Farming

15 minutes with Minnesota farmer Bret Braatan

Bret Braatan started farming at the start of the worst of times (1980), hunkered down, looked for opportunity, and kept expanding his operation while making do running with older equipment.

“We got really good at buying old and fixing it up,” he recalls. “When you are trying to make it in farming without a lot of money, well, you look for opportunity wherever it exists. So fixing up older equipment became a way of life and a way to make ends meet.”

Today, the Braatan operation is often a whirlwind of activity with children and grandchildren running machinery and farming at full speed.

“There are a lot of moving parts here … but in a family deal, everyone talks,” he adds. “Things get pretty exciting in the spring when four diggers [field cultivators] head to the field at once.”

SF: What were the 1980s like for you?

BB: Well, I started renting 280 acres from a retired farmer and then bought my first 80 acres for $3,000. Doesn’t seem like much now, but back then I was paying 18% interest. And during the downturn in the early 1980s, land plummeted from $3,000 to $4,000 an acre down to $750 to $800 around here. Still, this time opened opportunities to pick up more land as I wasn’t carrying that much debt.”

SF: How did you keep your debt down in the ensuing years?

BB: Well, by getting land that was cheaper at that time. But I credit our ability to expand with getting along running older equipment as a means to keep costs down. We always look for machines with several thousand hours on them, which we can then fix up. Our youngest tractor, a 2015 New Holland 9530, had about 2,800 hours on it… and that was low for most of our buys. The thing is, we’ve built up an extensive fleet of equipment — as many as six four-wheel drives and a couple of track tractors that may only get 40 to 50 hours put on them a year, so they last for years. We always have a spare tractor around we can grab and go with if a tractor goes down in the field.

SF: What type of repairs will you do?

BB: We fix everything and anything. Oh, we may have to take something like a hydraulic pump into a specialty shop for repair, but we do everything else. We are blessed that son Mike can fix or build anything. Repairing our machinery was part of the survival game in farming.

SF: What got you into hogs?

BB: Well, we don’t raise them. We ended up putting up four barns for a neighbor who wanted to do contract feeding. And then Mike and I built two barns of our own, which we rent to him. We fix the buildings and haul manure. Actually, we got into hog buildings for the manure fertilizer. Our neighbor now has nine barns; that produces enough fertilizer for about 600 acres.
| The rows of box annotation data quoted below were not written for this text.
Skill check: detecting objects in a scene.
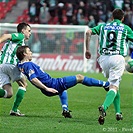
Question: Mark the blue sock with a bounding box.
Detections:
[82,77,107,87]
[59,90,68,110]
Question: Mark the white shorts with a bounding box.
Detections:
[98,55,125,88]
[0,64,24,87]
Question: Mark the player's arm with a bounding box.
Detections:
[0,34,12,43]
[85,29,92,59]
[31,78,58,93]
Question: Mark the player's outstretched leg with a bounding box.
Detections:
[98,106,106,125]
[59,90,72,118]
[82,77,110,91]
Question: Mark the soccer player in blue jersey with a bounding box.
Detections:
[16,46,109,118]
[85,8,133,125]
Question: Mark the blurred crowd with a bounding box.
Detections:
[28,0,133,29]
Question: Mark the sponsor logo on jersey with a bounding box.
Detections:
[104,25,124,31]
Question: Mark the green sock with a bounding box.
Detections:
[113,90,121,113]
[12,87,26,112]
[103,90,116,111]
[0,88,5,98]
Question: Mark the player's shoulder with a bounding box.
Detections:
[11,33,24,39]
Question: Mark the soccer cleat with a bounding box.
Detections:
[10,110,25,116]
[103,82,110,91]
[98,106,106,125]
[116,113,123,121]
[62,110,72,118]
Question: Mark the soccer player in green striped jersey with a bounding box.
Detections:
[85,8,133,125]
[0,23,31,116]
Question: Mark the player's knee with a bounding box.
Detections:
[17,79,28,88]
[5,91,13,98]
[76,74,84,82]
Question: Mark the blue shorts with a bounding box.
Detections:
[40,76,77,96]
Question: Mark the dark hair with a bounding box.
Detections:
[16,46,29,61]
[112,8,124,20]
[17,22,30,33]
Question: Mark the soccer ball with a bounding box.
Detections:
[126,59,133,73]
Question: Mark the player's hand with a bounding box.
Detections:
[46,88,59,93]
[85,50,91,59]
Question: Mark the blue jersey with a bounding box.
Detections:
[18,62,77,96]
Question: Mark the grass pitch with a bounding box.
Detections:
[0,71,133,133]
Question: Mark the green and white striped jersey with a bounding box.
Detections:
[91,19,133,56]
[0,33,25,65]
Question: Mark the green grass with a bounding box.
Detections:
[0,72,133,133]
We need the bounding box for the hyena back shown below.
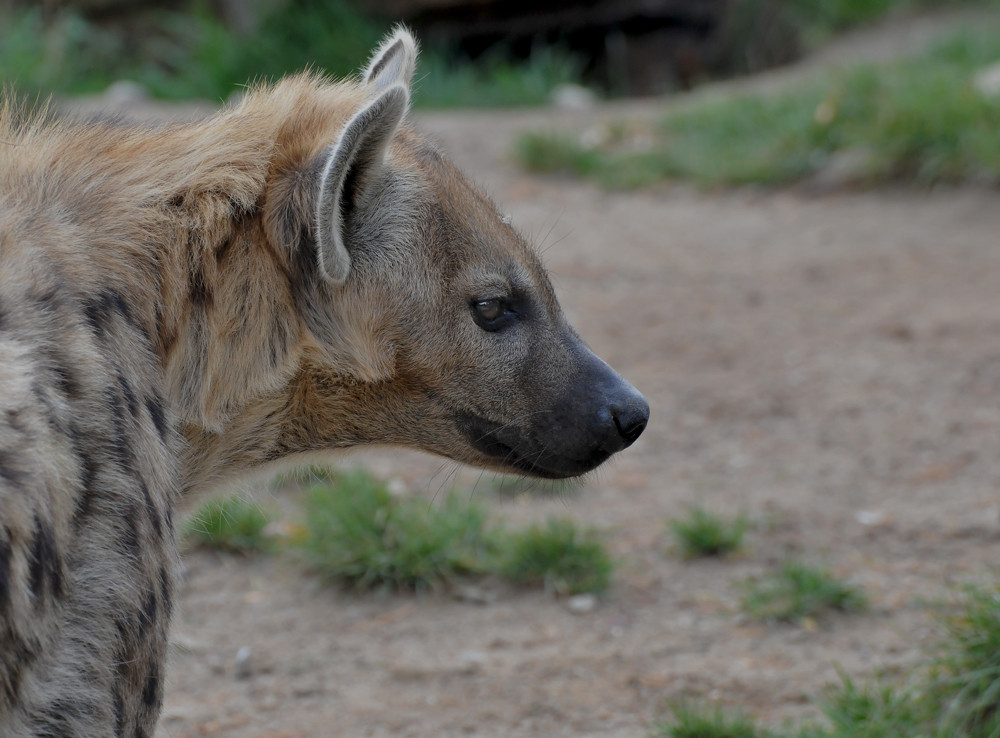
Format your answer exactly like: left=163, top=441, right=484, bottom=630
left=0, top=31, right=648, bottom=738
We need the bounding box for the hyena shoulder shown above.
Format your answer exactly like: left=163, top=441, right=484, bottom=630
left=0, top=25, right=648, bottom=738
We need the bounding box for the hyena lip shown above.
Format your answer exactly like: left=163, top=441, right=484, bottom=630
left=458, top=415, right=611, bottom=479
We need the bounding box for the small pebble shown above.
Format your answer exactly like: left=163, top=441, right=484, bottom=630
left=233, top=646, right=253, bottom=679
left=566, top=594, right=597, bottom=615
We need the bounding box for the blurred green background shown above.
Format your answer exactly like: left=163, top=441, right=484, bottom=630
left=0, top=0, right=997, bottom=107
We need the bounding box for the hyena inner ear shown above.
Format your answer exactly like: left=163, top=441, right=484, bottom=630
left=364, top=27, right=417, bottom=89
left=316, top=85, right=410, bottom=285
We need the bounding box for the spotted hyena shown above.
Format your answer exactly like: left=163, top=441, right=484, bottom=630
left=0, top=31, right=648, bottom=738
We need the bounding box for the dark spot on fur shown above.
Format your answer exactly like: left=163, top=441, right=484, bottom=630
left=139, top=480, right=163, bottom=541
left=146, top=397, right=169, bottom=441
left=104, top=388, right=135, bottom=472
left=28, top=285, right=64, bottom=313
left=118, top=370, right=139, bottom=417
left=215, top=238, right=236, bottom=264
left=4, top=408, right=32, bottom=441
left=139, top=589, right=158, bottom=636
left=111, top=689, right=125, bottom=738
left=42, top=346, right=81, bottom=400
left=0, top=449, right=28, bottom=487
left=83, top=289, right=134, bottom=336
left=0, top=530, right=12, bottom=615
left=142, top=664, right=160, bottom=707
left=188, top=268, right=215, bottom=310
left=73, top=455, right=101, bottom=531
left=160, top=566, right=174, bottom=620
left=120, top=503, right=142, bottom=563
left=28, top=515, right=63, bottom=607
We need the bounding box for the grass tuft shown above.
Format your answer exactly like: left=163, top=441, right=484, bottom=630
left=743, top=561, right=867, bottom=622
left=650, top=702, right=770, bottom=738
left=181, top=496, right=271, bottom=554
left=930, top=587, right=1000, bottom=737
left=497, top=518, right=614, bottom=595
left=668, top=507, right=747, bottom=559
left=302, top=471, right=493, bottom=591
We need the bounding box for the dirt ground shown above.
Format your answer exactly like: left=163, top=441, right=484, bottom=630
left=131, top=11, right=1000, bottom=738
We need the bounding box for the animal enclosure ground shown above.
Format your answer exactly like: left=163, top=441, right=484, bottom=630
left=137, top=14, right=1000, bottom=738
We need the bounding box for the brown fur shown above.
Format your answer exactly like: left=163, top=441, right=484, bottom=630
left=0, top=27, right=647, bottom=738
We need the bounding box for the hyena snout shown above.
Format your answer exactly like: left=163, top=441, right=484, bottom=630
left=460, top=347, right=649, bottom=479
left=554, top=348, right=649, bottom=454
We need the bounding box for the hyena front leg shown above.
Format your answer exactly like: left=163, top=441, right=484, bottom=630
left=0, top=330, right=175, bottom=738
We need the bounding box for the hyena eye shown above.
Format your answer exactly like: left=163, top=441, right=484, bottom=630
left=472, top=297, right=514, bottom=331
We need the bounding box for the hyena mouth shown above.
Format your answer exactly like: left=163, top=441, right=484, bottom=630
left=458, top=415, right=614, bottom=479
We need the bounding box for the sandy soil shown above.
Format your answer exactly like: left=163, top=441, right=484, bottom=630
left=143, top=12, right=1000, bottom=738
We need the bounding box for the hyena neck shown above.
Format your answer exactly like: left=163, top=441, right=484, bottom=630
left=182, top=358, right=402, bottom=498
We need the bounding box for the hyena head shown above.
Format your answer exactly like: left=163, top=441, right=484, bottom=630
left=265, top=31, right=649, bottom=478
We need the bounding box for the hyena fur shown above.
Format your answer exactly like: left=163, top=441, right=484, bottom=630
left=0, top=29, right=649, bottom=738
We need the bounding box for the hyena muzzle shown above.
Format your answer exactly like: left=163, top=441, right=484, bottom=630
left=0, top=30, right=649, bottom=738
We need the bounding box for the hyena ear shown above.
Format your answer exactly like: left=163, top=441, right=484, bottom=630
left=316, top=82, right=410, bottom=285
left=364, top=26, right=417, bottom=89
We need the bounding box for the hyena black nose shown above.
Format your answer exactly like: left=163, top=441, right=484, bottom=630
left=611, top=392, right=649, bottom=448
left=602, top=380, right=649, bottom=453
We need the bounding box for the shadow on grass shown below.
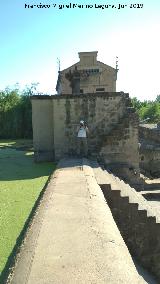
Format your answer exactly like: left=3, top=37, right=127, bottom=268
left=0, top=173, right=54, bottom=284
left=0, top=148, right=55, bottom=181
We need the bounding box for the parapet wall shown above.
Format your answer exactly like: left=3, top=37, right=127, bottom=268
left=100, top=172, right=160, bottom=283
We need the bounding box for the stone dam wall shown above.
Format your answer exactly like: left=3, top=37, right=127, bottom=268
left=100, top=171, right=160, bottom=283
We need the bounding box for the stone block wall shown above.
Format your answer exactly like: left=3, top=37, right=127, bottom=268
left=139, top=125, right=160, bottom=178
left=100, top=172, right=160, bottom=283
left=32, top=92, right=139, bottom=182
left=32, top=96, right=54, bottom=161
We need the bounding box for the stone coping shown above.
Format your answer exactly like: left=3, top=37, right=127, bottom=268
left=30, top=92, right=129, bottom=100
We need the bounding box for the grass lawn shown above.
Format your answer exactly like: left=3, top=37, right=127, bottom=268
left=0, top=140, right=55, bottom=273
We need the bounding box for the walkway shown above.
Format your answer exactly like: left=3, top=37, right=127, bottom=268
left=10, top=159, right=147, bottom=284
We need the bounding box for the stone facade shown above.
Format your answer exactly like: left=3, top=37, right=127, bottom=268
left=32, top=92, right=139, bottom=187
left=56, top=51, right=117, bottom=94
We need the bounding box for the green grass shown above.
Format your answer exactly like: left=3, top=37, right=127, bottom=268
left=0, top=141, right=55, bottom=273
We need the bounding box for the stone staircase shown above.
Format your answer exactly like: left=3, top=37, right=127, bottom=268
left=93, top=163, right=160, bottom=283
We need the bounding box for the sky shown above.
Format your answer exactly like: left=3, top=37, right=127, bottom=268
left=0, top=0, right=160, bottom=100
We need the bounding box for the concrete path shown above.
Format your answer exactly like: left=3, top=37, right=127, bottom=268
left=9, top=159, right=147, bottom=284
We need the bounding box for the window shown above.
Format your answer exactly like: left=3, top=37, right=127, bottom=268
left=96, top=88, right=105, bottom=92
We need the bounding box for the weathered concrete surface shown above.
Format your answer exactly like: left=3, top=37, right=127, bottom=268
left=10, top=159, right=146, bottom=284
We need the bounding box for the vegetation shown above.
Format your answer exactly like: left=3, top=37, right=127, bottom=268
left=0, top=140, right=55, bottom=273
left=0, top=84, right=37, bottom=138
left=0, top=83, right=160, bottom=139
left=132, top=95, right=160, bottom=123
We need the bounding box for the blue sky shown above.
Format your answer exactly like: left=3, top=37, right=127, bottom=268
left=0, top=0, right=160, bottom=100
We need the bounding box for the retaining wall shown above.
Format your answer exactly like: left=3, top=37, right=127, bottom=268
left=100, top=172, right=160, bottom=283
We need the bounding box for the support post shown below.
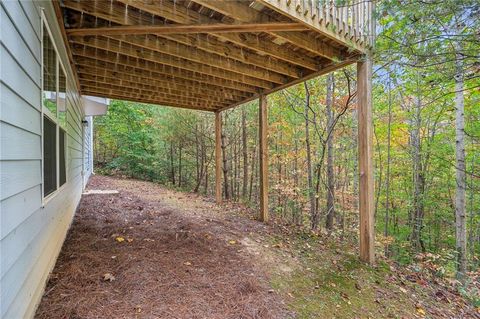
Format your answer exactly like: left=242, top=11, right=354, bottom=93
left=215, top=112, right=222, bottom=204
left=357, top=55, right=375, bottom=264
left=258, top=94, right=268, bottom=222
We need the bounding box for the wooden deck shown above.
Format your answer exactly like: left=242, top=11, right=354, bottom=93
left=55, top=0, right=375, bottom=263
left=55, top=0, right=373, bottom=111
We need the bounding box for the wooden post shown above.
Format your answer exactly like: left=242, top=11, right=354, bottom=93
left=258, top=94, right=268, bottom=222
left=357, top=56, right=375, bottom=264
left=215, top=112, right=222, bottom=204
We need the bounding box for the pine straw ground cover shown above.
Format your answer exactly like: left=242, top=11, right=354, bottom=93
left=36, top=176, right=288, bottom=319
left=36, top=176, right=480, bottom=319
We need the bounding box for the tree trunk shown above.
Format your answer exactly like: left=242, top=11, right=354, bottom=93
left=325, top=73, right=335, bottom=230
left=242, top=107, right=248, bottom=200
left=170, top=143, right=175, bottom=185
left=454, top=43, right=467, bottom=279
left=383, top=77, right=392, bottom=257
left=303, top=82, right=318, bottom=229
left=248, top=145, right=257, bottom=201
left=410, top=74, right=425, bottom=251
left=221, top=120, right=230, bottom=200
left=178, top=144, right=182, bottom=187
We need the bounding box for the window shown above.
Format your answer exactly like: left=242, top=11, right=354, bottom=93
left=43, top=116, right=57, bottom=196
left=42, top=20, right=67, bottom=197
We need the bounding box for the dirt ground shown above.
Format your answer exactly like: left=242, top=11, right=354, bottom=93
left=36, top=176, right=292, bottom=319
left=36, top=176, right=480, bottom=319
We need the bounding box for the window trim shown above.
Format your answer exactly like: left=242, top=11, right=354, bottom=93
left=40, top=8, right=69, bottom=207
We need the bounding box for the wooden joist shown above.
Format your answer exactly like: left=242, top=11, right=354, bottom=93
left=215, top=112, right=222, bottom=204
left=77, top=68, right=250, bottom=101
left=82, top=81, right=229, bottom=110
left=70, top=37, right=284, bottom=88
left=258, top=94, right=268, bottom=222
left=67, top=22, right=307, bottom=36
left=82, top=85, right=223, bottom=111
left=64, top=0, right=320, bottom=73
left=258, top=0, right=370, bottom=53
left=194, top=0, right=345, bottom=61
left=72, top=52, right=256, bottom=93
left=82, top=89, right=221, bottom=112
left=104, top=35, right=292, bottom=84
left=79, top=73, right=235, bottom=105
left=357, top=57, right=375, bottom=264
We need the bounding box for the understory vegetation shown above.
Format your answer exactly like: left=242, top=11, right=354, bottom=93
left=94, top=0, right=480, bottom=311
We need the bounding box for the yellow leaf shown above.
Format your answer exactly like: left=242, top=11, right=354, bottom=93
left=103, top=272, right=115, bottom=281
left=417, top=306, right=426, bottom=316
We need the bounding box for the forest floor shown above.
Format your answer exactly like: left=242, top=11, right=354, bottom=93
left=36, top=176, right=480, bottom=319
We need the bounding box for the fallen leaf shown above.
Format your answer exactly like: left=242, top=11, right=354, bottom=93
left=103, top=272, right=115, bottom=281
left=417, top=306, right=426, bottom=316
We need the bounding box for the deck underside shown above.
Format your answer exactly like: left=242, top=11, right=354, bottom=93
left=57, top=0, right=372, bottom=111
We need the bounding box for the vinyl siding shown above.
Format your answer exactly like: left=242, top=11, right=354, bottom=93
left=0, top=0, right=91, bottom=319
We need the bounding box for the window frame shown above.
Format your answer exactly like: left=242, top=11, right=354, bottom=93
left=40, top=9, right=69, bottom=207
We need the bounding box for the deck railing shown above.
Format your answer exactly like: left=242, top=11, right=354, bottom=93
left=266, top=0, right=375, bottom=49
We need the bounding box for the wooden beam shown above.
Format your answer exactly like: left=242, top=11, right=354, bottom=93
left=64, top=0, right=319, bottom=71
left=215, top=112, right=222, bottom=204
left=117, top=34, right=300, bottom=78
left=194, top=0, right=344, bottom=61
left=357, top=57, right=375, bottom=264
left=79, top=73, right=237, bottom=104
left=77, top=68, right=249, bottom=101
left=80, top=80, right=226, bottom=108
left=71, top=37, right=283, bottom=88
left=221, top=57, right=358, bottom=111
left=72, top=52, right=256, bottom=93
left=52, top=1, right=82, bottom=94
left=82, top=86, right=217, bottom=112
left=108, top=35, right=292, bottom=84
left=67, top=22, right=308, bottom=36
left=258, top=94, right=268, bottom=222
left=258, top=0, right=364, bottom=53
SF: Has that saved you in fertilizer costs?

BB: Several years ago when fertilizer was cheap, well, manure cost a lot to haul. But now it offers considerable savings!

SF: Why did you add fresh peas and sweet corn to your crop mix recently?

BB: To diversify. True, at times there is more money in corn and beans. But you need to run an operation for both the good and tough times.

SF: You made a recent investment in the operation.

BB: We doubled our shop (originally 60×80 feet) with an addition that gave us an engine [mechanical] room and wash bay that serves as truck storage. And we run a school bus that was converted to do field repairs (as opposed to a service truck), which also gives us room to eat lunch and supper in the field.

Background: The Braatan operation includes four families that rent or have bought their own land but share labor and equipment. The base of operation is the Braatans’ original home. The families include:

  • Bret and Annette

  • Son Mike and wife Paula

  • Son Blain and wife Connie

  • Cousin Maloye and wife Marge Thomas

“There are a lot of grandchildren, all of whom help farm when they get old enough. The combined operations’ primary crops are corn and seed soybean (for Bayer). But we started raising fresh peas last year and sweet corn this year to diversify,” Braatan says.

Butterfield, Minnesota
The rich farmland of southwestern Minnesota comes from as much as 50 feet or more of glacial till. Incorporated in 1885. Population: 501 (2019).